Questions like “Was this effective?” or “Is there a relationship between ~” fit here.
In data analysis, there are two main types of relationships: causality and correlation.
Causality
- Relationship of cause and effect: if-then
- If you know the cause, you can not only predict the effect, but also control the outcome by intervening the cause.
- e.g. If you take this treatment, you will get better.
Correlation
- Relationship of tendency: when one is of a certain state, then the other tends to be of a certain state.
- Different from causality in that changing one variable does not necessarily change the other.
- e.g. People with higher income tend to be happier, but giving people more money does not necessarily make them happier since other factors come into play.
Predict the Data
Based on data already collected, you predict the next data.
Purpose of Statistics in Data Analysis
Dispersion is the degree of spread of the data.

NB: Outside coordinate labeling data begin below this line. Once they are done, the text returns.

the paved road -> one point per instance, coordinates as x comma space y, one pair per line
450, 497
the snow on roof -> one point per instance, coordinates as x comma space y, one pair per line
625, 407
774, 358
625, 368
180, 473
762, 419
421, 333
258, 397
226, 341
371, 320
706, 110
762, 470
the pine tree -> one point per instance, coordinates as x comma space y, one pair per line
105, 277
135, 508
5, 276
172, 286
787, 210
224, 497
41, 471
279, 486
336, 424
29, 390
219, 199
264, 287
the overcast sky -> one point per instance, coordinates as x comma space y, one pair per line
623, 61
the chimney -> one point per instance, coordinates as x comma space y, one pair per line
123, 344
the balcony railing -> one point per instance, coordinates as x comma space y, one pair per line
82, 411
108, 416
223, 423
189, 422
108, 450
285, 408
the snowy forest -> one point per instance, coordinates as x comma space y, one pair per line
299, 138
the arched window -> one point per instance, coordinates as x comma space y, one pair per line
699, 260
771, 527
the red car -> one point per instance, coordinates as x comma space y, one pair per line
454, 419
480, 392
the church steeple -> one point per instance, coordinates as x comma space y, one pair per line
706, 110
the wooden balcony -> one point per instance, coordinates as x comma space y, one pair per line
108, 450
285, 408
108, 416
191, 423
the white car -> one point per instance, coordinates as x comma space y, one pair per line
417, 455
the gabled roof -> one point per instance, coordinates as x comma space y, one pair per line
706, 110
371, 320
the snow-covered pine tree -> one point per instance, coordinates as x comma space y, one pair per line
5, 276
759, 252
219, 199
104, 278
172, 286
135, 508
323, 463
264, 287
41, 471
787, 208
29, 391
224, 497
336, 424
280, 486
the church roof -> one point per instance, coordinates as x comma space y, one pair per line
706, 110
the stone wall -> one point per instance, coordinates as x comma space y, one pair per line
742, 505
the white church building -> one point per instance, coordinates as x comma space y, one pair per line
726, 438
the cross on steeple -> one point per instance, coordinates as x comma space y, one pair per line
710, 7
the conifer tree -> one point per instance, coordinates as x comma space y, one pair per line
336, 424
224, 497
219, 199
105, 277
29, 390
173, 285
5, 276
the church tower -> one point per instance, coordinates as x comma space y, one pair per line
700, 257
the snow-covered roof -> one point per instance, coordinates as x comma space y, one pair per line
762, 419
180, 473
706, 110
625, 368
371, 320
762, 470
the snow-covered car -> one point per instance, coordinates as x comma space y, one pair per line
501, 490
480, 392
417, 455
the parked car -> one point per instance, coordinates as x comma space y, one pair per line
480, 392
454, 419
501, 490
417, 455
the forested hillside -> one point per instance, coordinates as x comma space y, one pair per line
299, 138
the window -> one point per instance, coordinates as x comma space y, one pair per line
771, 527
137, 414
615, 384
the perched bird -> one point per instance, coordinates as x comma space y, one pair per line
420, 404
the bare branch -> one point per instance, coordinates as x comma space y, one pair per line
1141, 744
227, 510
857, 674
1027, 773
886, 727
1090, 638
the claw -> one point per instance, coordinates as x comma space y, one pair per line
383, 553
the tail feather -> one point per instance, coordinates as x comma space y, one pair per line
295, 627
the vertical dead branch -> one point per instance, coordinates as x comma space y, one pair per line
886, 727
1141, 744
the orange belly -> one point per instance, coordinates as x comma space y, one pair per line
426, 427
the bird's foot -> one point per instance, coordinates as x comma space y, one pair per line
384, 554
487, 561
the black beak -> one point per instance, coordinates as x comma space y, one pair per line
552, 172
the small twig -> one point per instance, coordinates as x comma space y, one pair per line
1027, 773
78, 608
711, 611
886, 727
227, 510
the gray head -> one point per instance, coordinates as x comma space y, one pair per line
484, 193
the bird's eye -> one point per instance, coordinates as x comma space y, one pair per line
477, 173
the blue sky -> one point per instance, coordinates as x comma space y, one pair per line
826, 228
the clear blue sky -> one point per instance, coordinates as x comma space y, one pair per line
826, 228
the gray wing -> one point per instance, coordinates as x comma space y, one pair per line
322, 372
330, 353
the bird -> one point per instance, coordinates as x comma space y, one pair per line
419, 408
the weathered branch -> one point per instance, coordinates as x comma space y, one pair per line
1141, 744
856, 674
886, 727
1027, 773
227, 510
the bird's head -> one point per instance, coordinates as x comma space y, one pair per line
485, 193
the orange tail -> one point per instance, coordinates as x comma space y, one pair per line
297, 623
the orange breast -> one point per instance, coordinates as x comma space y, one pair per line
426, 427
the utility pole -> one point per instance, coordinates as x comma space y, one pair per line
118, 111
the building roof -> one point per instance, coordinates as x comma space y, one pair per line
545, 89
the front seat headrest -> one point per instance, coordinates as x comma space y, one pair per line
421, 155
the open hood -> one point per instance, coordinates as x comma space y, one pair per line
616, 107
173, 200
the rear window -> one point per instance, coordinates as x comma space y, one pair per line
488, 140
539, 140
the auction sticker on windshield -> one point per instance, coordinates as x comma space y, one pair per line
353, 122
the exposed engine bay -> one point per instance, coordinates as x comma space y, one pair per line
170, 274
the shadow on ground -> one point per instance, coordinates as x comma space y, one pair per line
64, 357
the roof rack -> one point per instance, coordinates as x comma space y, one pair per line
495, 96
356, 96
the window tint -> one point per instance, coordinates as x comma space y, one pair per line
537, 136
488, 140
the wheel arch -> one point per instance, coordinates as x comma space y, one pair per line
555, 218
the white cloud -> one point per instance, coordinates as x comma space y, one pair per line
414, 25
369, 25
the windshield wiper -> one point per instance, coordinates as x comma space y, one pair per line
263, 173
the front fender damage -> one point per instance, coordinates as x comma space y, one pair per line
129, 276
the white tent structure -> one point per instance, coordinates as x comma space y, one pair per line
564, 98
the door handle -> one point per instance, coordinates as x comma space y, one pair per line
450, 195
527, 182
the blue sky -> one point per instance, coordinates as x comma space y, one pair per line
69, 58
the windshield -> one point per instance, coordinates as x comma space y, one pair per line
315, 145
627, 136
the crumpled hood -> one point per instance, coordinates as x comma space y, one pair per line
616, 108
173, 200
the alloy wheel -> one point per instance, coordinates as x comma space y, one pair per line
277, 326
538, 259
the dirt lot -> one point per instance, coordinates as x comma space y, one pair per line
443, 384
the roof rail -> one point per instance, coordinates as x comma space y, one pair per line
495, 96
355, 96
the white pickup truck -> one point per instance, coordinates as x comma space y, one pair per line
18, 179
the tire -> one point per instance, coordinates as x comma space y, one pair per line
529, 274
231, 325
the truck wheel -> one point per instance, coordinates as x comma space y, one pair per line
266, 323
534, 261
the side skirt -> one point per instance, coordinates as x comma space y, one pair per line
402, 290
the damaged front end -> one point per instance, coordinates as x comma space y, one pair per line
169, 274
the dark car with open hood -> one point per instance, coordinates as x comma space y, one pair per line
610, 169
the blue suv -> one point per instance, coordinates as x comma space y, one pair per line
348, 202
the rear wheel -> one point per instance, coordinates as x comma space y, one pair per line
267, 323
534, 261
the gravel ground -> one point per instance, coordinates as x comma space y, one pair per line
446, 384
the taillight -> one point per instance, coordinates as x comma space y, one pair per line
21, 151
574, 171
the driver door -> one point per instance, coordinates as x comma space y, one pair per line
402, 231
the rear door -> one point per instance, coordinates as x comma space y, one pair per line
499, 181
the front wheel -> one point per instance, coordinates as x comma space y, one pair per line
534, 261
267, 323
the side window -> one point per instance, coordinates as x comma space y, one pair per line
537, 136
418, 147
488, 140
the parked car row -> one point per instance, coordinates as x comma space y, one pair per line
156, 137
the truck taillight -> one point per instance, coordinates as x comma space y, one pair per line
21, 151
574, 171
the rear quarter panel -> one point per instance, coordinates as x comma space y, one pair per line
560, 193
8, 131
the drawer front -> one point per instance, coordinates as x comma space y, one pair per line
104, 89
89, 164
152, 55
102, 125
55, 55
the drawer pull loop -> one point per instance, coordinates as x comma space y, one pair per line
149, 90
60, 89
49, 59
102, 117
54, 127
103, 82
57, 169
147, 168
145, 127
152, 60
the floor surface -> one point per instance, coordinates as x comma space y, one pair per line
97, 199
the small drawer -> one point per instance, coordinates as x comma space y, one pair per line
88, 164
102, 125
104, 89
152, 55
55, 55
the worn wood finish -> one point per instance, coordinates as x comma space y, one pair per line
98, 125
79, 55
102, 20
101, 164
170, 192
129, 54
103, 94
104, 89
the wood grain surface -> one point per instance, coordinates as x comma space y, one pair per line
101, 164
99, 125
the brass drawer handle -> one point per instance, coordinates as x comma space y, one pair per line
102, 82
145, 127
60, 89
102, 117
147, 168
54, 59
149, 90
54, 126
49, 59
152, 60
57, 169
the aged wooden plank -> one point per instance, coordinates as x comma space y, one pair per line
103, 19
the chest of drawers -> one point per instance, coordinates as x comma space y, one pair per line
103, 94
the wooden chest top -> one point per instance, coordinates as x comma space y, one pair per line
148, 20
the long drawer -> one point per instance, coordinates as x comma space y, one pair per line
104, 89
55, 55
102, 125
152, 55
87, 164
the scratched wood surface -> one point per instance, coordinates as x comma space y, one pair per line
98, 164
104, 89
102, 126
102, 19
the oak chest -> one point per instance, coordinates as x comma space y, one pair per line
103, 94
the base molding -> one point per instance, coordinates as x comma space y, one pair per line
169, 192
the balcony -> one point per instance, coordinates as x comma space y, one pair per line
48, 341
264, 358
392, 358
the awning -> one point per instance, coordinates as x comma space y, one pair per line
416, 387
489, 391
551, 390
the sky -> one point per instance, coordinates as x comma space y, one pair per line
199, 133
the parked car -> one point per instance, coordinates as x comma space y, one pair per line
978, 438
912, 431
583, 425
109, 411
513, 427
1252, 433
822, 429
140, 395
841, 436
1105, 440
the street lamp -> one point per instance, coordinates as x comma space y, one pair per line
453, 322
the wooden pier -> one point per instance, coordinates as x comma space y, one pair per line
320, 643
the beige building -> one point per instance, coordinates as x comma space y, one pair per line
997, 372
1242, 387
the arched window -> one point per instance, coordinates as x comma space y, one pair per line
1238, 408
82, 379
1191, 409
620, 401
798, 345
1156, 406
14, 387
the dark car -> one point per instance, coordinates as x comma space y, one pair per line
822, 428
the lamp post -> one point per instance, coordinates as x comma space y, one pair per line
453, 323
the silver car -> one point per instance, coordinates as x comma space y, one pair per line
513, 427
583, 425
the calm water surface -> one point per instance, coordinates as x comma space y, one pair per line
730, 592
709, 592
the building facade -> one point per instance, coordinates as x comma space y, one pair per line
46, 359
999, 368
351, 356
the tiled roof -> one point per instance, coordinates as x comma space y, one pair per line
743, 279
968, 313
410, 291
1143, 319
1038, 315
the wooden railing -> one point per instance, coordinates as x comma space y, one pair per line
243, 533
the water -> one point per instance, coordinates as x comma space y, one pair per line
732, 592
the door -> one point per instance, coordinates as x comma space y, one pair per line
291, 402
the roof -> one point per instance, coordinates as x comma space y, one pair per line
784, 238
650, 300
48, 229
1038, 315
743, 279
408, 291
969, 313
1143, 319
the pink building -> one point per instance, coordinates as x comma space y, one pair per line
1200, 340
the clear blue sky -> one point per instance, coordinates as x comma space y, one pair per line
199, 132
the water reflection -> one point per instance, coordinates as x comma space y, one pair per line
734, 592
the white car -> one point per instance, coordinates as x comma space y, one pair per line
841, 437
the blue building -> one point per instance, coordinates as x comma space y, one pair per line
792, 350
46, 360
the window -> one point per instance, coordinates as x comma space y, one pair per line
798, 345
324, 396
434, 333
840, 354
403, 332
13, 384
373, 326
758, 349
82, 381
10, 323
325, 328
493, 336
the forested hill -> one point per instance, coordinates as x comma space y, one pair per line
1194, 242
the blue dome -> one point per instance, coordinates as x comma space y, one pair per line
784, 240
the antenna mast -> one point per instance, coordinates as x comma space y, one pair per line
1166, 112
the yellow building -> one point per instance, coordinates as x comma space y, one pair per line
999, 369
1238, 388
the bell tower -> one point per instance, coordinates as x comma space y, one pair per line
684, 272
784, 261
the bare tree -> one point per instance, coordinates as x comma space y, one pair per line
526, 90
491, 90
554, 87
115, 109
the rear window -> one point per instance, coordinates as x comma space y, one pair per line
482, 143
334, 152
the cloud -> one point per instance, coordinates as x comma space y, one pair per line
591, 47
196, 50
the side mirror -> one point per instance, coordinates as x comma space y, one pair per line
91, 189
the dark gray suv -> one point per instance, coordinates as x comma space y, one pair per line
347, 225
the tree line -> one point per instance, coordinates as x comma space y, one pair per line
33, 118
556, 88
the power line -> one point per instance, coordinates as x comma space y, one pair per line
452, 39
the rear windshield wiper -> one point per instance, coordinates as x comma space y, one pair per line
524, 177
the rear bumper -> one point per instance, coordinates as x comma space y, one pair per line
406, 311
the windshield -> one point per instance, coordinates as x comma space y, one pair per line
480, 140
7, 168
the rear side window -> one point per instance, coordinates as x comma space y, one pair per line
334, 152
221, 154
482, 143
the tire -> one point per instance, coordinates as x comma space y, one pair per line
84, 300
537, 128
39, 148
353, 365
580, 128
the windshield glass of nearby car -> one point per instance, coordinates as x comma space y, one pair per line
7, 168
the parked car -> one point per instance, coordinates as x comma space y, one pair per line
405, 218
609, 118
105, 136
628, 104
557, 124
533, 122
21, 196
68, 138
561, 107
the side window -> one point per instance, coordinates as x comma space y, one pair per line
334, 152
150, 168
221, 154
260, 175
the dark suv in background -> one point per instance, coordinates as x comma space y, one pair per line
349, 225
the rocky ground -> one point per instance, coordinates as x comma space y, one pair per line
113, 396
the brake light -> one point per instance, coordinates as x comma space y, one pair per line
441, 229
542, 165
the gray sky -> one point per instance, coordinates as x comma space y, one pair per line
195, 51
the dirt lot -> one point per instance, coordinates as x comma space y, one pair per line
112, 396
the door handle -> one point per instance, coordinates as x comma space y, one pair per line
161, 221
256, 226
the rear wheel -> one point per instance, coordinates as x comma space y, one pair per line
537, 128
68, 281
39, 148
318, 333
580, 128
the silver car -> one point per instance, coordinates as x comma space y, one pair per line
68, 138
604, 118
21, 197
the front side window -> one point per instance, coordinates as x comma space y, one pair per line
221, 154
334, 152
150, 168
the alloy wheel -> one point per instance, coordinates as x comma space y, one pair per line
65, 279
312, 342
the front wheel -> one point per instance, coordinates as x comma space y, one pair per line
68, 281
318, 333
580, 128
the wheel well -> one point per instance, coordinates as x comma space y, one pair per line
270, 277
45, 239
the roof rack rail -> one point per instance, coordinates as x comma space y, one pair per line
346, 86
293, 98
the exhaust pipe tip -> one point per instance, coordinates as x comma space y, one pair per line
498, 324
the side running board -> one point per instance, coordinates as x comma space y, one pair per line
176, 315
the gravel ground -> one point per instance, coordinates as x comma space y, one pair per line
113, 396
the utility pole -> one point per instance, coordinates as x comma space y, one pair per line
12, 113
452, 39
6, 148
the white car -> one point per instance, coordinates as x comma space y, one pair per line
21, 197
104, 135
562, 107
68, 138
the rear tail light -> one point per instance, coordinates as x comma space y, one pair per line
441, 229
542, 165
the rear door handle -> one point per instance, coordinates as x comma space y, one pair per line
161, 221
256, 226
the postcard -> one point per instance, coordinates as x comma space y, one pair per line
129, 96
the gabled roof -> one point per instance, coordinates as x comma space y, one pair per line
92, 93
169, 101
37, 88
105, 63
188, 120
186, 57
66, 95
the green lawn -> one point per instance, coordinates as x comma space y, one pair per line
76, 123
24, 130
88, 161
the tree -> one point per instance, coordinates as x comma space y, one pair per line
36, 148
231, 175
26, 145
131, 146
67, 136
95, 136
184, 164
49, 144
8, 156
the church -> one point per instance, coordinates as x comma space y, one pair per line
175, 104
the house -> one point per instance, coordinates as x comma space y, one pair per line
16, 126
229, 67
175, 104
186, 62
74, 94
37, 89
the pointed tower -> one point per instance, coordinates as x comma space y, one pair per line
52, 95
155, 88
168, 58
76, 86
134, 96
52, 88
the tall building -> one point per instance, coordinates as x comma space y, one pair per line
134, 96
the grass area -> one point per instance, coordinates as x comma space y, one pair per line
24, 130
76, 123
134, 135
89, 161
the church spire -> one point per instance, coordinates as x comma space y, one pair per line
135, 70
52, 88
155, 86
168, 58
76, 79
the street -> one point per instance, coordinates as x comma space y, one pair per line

Higher the dispersion, the more difficult it is to really understand the data, because it bring uncertainty to the relationship between variables.
Observations that abide the laws of Physics are relatively deterministic, hence have low dispersion.
This uncertainty is the reason we need statistics.
Probability is the language of uncertainty.
Types of Statistics
Descriptive Statistics
Descriptive statistics is the type of statistics that summarizes and describes the data.
The main focus is on understanding and explaining the data itself.
Inferential Statistics
Inferential statistics aims to infer the characteristics of the source from which the data was collected.
To predict the data, we need to know understand the source.
One way to do this is to come up with a probability model of the source.
There are two main types of inferential statistics:
- Statistical inference
- Statistical testing
Statistical Inference
e.g. Throw a coin 100 times and count the number of heads. Then we can infer the probability of getting heads.
Statistical Testing
e.g. Hypothesize that the coin is fair. Then we can test the hypothesis by throwing the coin 100 times and see if the number of heads is close to 50.